Westpac rounded out the major banks' reporting season yesterday with the announcement of a $7.8 billion profit, flat on the prior corresponding period.
According to an analysis of the the four major banks' results by EY, the combined cash earnings were $29.6 billion – a decrease of 2.5 per cent from the same period last year.
The major banks also saw average return on equity (ROE) decline to 13.8 per cent, down almost 2 per cent, said EY.
The full year results reflect a continuation of trends identified in the first half, with softening profit growth, pressure on ROE and deterioration in asset quality.
Bad and doubtful debts for the four major banks have increased by 40 per cent.

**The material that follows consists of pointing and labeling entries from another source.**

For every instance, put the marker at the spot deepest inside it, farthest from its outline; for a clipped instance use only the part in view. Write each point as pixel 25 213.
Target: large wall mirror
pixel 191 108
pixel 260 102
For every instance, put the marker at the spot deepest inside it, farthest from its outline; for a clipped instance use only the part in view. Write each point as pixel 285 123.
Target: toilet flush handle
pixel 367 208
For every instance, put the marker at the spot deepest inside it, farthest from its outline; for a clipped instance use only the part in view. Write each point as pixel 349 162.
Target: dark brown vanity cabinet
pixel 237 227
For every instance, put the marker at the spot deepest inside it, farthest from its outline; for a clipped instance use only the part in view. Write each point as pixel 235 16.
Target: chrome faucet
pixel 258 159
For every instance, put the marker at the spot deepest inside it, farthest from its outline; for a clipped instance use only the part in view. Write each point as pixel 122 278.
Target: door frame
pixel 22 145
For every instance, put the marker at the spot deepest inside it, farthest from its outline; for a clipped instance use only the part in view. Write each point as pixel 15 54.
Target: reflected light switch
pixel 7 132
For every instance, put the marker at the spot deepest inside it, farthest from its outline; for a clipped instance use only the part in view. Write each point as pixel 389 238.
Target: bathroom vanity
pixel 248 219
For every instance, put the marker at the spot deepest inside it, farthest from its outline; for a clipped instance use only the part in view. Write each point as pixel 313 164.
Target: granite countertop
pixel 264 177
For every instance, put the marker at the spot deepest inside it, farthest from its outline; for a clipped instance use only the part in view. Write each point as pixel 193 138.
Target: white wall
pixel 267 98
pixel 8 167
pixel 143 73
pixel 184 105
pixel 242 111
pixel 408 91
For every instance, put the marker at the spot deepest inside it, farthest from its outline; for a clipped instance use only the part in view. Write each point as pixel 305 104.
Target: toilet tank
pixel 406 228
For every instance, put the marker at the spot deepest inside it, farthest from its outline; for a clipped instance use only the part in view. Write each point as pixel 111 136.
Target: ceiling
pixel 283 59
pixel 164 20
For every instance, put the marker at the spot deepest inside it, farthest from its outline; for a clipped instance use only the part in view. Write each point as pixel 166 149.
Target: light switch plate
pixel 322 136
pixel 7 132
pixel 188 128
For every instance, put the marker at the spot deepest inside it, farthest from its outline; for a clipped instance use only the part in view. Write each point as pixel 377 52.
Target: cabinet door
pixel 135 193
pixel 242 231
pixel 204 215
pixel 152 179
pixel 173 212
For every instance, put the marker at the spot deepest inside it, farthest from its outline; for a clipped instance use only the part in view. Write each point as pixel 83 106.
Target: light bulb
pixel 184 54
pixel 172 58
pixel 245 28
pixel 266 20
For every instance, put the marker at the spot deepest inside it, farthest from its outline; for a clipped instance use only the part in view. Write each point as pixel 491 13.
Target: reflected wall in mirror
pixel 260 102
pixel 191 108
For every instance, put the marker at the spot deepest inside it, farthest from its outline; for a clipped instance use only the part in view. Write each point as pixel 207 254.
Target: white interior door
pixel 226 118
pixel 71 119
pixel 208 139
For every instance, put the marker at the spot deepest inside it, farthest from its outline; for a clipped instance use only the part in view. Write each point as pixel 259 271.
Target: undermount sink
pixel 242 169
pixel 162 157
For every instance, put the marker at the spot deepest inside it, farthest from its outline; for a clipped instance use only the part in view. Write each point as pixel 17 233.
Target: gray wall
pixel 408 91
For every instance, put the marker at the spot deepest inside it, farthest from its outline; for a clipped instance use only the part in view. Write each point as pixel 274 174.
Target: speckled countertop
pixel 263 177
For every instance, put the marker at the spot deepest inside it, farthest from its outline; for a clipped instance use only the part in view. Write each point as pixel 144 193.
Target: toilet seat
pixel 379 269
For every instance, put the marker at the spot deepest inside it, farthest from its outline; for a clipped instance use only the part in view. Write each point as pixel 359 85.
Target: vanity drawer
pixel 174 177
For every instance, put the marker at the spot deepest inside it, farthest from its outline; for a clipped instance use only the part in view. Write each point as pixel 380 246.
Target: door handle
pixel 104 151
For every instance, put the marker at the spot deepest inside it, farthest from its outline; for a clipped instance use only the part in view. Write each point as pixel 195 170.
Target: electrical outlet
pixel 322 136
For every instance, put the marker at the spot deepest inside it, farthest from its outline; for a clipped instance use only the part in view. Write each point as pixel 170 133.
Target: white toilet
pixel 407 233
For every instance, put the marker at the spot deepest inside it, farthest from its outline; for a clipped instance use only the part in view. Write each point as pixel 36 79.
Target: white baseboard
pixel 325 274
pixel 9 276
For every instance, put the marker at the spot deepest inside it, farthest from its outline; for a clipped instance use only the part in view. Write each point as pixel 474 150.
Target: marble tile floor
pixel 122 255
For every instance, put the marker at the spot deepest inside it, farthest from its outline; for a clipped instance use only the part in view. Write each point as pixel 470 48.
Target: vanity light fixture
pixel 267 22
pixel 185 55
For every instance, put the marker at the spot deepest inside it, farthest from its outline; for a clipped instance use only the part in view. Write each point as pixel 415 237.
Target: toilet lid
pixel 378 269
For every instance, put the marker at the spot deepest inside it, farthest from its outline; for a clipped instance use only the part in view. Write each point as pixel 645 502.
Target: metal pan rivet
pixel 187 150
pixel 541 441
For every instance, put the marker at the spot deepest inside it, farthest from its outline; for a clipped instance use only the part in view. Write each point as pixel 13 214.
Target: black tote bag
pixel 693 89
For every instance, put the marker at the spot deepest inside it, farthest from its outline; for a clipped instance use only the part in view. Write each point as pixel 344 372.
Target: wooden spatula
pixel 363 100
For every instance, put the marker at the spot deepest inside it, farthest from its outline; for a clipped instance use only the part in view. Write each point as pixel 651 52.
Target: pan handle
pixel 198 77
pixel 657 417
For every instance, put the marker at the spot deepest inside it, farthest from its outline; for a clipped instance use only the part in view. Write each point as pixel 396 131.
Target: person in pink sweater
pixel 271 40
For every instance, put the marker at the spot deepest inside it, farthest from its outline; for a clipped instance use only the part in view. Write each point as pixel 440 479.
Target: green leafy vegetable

EY Oceania banking and capital markets leader Tim Dring said, "While shareholders and markets expect the banks to focus on improving returns, external uncertainties are increasingly challenging their efforts to deliver sustainable growth and profit."
"Cost discipline and efficiency remain top strategic priorities, and we are seeing the banks ramp up efforts to explore and develop advanced technologies to deliver the next phase of efficiencies," he said.
The banks are also looking to "simplify and de-risk" their businesses to optimise capital, Mr Dring said.
In this vein, NAB announced the sale of 80 per cent of its life insurance business in October 2015, as well as the sale of its UK banking operations.
ANZ announced its plans to exit wealth management last week.
In its commentary on the major banks' results, KPMG said slowing growth and the pressure of rising capital requirements is driving the decline in ROEs.
KPMG national head of banking Ian Pollari said, "Persistently challenging market conditions, rising regulatory capital, increasing loan impairments and margin compression are all combining to put downward pressure on industry returns."
"Looking ahead, it is inevitable that the majors will continue to refine their business models, being much more selective on which markets, products and customer segments to serve and those they may seek to pursue with a different approach – or exit altogether," Mr Pollari said.